Swift Engineering’s Swift020 unmanned aircraft system (UAS) recently completed flights over densely forested areas in Japan. The company worked with the Ishikawa Prefecture Research Center for Agriculture and Forestry, the local forest cooperative association and key forestry industry leaders during the mission, according to a news release. The flights were completed within the Ishikawa Prefecture, where the density of the trees, size of the area and topography make sustainable forestry management challenging.

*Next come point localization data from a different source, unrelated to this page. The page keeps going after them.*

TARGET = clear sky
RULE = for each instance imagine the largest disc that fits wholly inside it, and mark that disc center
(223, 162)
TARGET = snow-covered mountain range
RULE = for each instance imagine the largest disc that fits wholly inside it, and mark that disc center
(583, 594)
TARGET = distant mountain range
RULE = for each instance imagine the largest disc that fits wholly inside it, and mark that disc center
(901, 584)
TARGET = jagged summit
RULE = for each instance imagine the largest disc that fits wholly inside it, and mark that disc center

“The beautiful forest terrain of Ishikawa is a great environment to showcase the fully autonomous capabilities of the Swift020 UAS,” said Rick Heise, President and CSO of Swift Engineering, according to the release. “We were able to take off and land vertically in a small restricted area. Our ability to quickly transition to efficient horizontal flight enables us to cover a vast amount of area in a short amount of time.”

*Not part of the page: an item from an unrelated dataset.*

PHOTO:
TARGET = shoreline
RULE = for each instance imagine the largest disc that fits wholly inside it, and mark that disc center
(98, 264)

The Swift020 drone is created for these types of missions. It can take off and land like a helicopter and then transition to horizontal flight. The UAS features X-Blade Technology and vertical take-off and landing (VTOL) technology that enables it to take off and land anywhere and transition to fixed-wing forward flight without additional launch and recovery equipment.
Some of the oldest cedar trees in the Ishikawa Prefecture are located in this area. Culling old growth is one of the conservation methods used to ensure the environment remains healthy.
“In less than a 15-minute demonstration, which is barely 10% of the endurance of the Swift020 UAS, we were able to collect over 180 acres worth of high fidelity data to support sustainable harvesting plans for the forestry industry,” said Alex Echeverria, Director of Business Development for Swift Engineering. “By utilizing cutting edge data collection, analysis and reporting technologies, we are able to provide a full turn-key service model that provides our customers with the right information when they need it.”
The company used its proprietary software to collect high-definition imagery. The team was able to provide 3-D imaging that showed the forest’s overall health the next day. “We provided a 3-D point cloud, 2-D Geo referenced Orthomosaic imagery, as well as elevation and terrain data for the site,” Echeverria said. “The imagery we provided can be easily shared among decision-makers to aid in greater collaboration across all organizations. This type of fast response and collaboration will provide forestry officials on-demand, real time actionable data to help manage resources in an efficient and cost-effective manner.”